OAuth alternative (no API keys):

  • OpenAI ChatGPT subscription: codex login → credentials in ~/.codex/auth.json
  • Anthropic Claude Max subscription: claude login → credentials in ~/.claude/.credentials.json
  • Google Antigravity gateway: marsys oauth add <profile> --provider google-oauth → credentials in ~/.marsys/oauth/<profile>/credentials.json

Use provider="openai-oauth", provider="anthropic-oauth", or provider="google-oauth" in ModelConfig.

Note:

  • anthropic-oauth and google-oauth rely on non-official integration paths and may violate provider Terms of Service. Use at your own risk.

Playwright Setup (BrowserAgent only)

Only required if you plan to use BrowserAgent for web automation:

playwright install chromium --with-deps

Basic Usage

A simple two-agent collaboration using allowed_peers:

from marsys.agents import Agent
from marsys.models import ModelConfig

model_config = ModelConfig(
    type="api",
    name="anthropic/claude-opus-4.6",
    provider="openrouter"
)

researcher = Agent(
    model_config=model_config,
    name="Researcher",
    goal="Expert at finding and analyzing information",
    instruction="You are a research specialist. Find and analyze information thoroughly.",
    allowed_peers=["Writer"]
)

writer = Agent(
    model_config=model_config,
    name="Writer",
    goal="Skilled at creating clear, engaging content",
    instruction="You are a skilled writer. Create clear, engaging content based on research.",
    allowed_peers=[]
)

result = await researcher.auto_run(
    task="Research the latest AI breakthroughs and write a summary",
    max_steps=20,
    verbosity=1
)

print(result)

Using Orchestra with Topology

For more control, define the topology explicitly using Orchestra.run():

from marsys.coordination import Orchestra
from marsys.agents import Agent
from marsys.models import ModelConfig

model_config = ModelConfig(
    type="api",
    name="anthropic/claude-opus-4.6",
    provider="openrouter"
)

researcher = Agent(
    model_config=model_config,
    name="Researcher",
    goal="Expert at finding and analyzing information",
    instruction="You are a research specialist. Find and analyze information thoroughly."
)

writer = Agent(
    model_config=model_config,
    name="Writer",
    goal="Skilled at creating clear, engaging content",
    instruction="You are a skilled writer. Create clear, engaging content based on research."
)

topology = {
    "agents": ["Researcher", "Writer"],
    "flows": ["Researcher -> Writer"]
}

result = await Orchestra.run(
    task="Research the latest AI breakthroughs and write a summary",
    topology=topology
)

print(result.final_response)

More examples


Contributing

We welcome contributions from the community. MARSYS is an open-source project that thrives on collaboration.
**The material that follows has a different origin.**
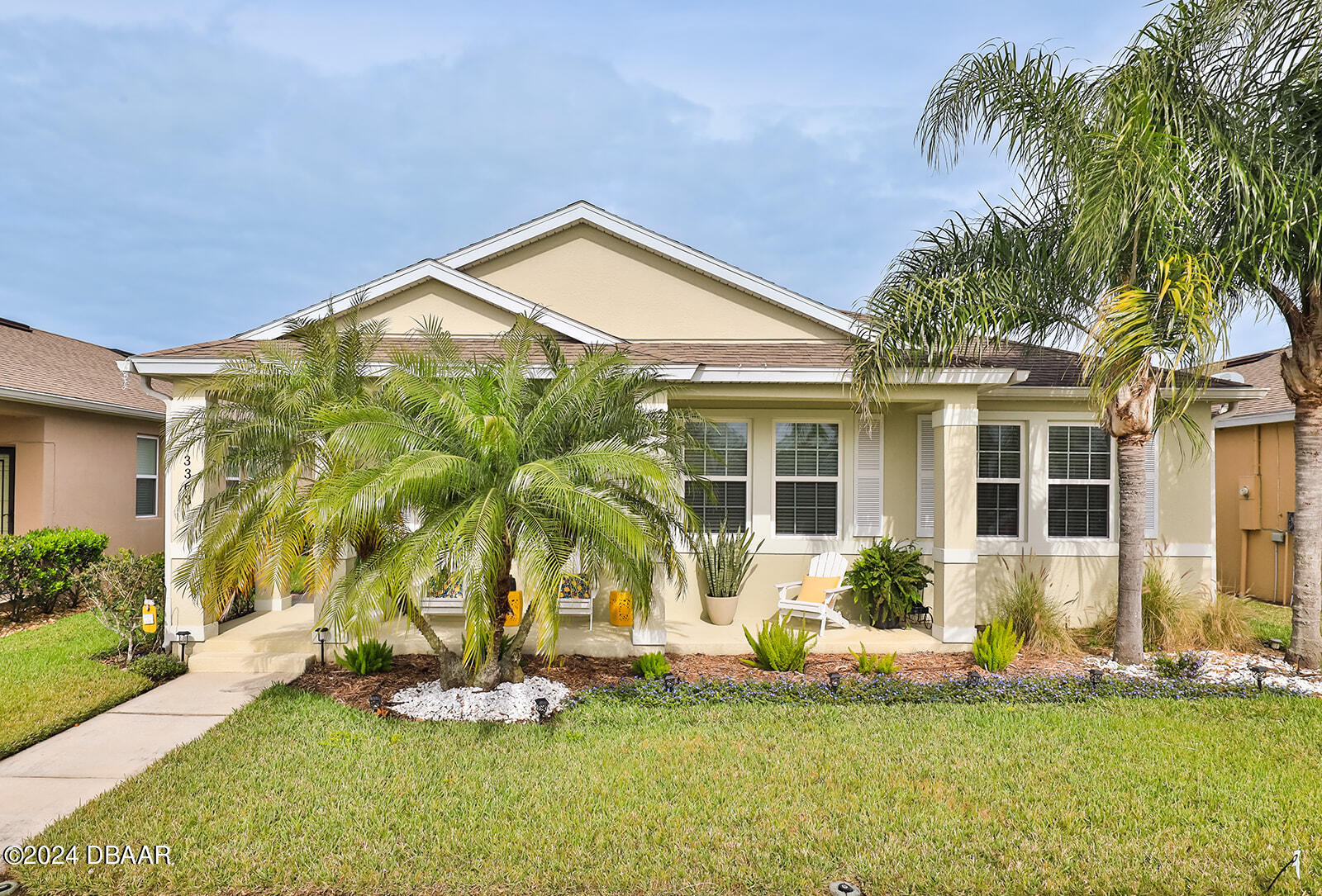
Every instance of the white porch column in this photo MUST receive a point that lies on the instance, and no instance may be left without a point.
(955, 548)
(182, 611)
Contributor License Agreement (CLA)

Before your first contribution can be merged, you must sign our CLA. This is a one-time, automated process:

  1. Open a pull request
  2. CLA Assistant bot will comment with a link
  3. Click the link and sign
  4. Your PR will be automatically unblocked

The CLA ensures legal clarity and protects both contributors and the project. You retain ownership of your code and can use it elsewhere. See docs/CLA.md for full details.

How to Contribute

  1. Fork the repository and create your branch from main
  2. Make your changes and ensure tests pass
  3. Write/update tests for your changes
  4. Submit a pull request with a clear description

Development Setup

git clone https://github.com/rezaho/MARSYS.git
cd MARSYS
pip install -e ".[dev]"

# Run tests
pytest tests/

# Run linting
flake8 src/
black src/ --check

Contributing guide


Citation

If you use MARSYS in your research or projects, please cite:

@software{marsys2025,
  author = {Hosseini, Reza},
  title = {MARSYS: Multi-Agent Reasoning Systems Framework},
  year = {2025},
  publisher = {GitHub},
  url = {https://github.com/rezaho/MARSYS}
}

License

MARSYS is released under the Apache License 2.0. See LICENSE for full terms.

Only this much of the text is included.